It will be fun to see the sight changes for 50m when i swap to my Gobi limbs and my new 255grn arrows. Will be a fun challenge between Win&win and Uukha and new arrows for 2021 setup. I should gain about 10" elevation change compared to my 290grn arrows and about 20" gain compared to my 320grn arrows.


----------



## j.conner (Nov 12, 2009)

Good review, vscarf10 - thank you!


----------



## vscarf10 (Dec 31, 2019)

Timevoid said:


> It will be fun to see the sight changes for 50m when i swap to my Gobi limbs and my new 255grn arrows. Will be a fun challenge between Win&win and Uukha and new arrows for 2021 setup. I should gain about 10" elevation change compared to my 290grn arrows and about 20" gain compared to my 320grn arrows.

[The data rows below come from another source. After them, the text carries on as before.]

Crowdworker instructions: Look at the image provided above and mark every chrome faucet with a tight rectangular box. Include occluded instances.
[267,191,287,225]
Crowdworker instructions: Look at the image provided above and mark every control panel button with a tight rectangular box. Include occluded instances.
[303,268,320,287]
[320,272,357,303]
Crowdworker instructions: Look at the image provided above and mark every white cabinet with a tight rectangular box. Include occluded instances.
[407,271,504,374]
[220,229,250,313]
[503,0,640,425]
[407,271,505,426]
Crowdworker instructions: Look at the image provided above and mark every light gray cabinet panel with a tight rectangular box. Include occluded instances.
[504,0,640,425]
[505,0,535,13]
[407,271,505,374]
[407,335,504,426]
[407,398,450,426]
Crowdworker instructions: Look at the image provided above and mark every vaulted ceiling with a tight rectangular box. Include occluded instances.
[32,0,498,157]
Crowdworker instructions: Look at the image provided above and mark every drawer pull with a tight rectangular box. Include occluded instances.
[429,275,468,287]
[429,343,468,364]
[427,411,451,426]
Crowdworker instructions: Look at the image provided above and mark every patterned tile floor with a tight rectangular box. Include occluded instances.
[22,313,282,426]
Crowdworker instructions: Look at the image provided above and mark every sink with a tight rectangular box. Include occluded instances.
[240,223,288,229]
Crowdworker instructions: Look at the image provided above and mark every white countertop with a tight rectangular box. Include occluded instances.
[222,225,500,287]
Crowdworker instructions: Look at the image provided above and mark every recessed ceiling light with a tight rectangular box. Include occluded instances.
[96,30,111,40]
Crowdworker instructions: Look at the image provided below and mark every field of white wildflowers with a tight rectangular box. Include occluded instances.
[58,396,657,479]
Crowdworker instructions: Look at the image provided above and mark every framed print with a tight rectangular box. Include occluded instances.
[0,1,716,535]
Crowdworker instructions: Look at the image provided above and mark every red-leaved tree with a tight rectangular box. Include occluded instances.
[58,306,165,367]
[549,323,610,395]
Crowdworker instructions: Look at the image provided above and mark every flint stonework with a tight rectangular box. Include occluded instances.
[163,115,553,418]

Shot a few more arrows at 11m at home and set my phone’s camera on slow mo just to see arrow reaction and looks like the arrows are flexing a lot more now, so much that the tails clearance around the riser/rest/plunger is by quite a margin when compared to the EX1 which had good clearance so arrows might be on the weak side now with the extra speed coming out of the bow at same lb as the EX1’s.

Ive got room to trim if need be so will test out tomorrow and shoot some bareshafts to see what they do as my EX1 had straight bare shaft flight all the way out to 70m with a good release and landed close enough to the fletched for my level of shooting from 40m -70m.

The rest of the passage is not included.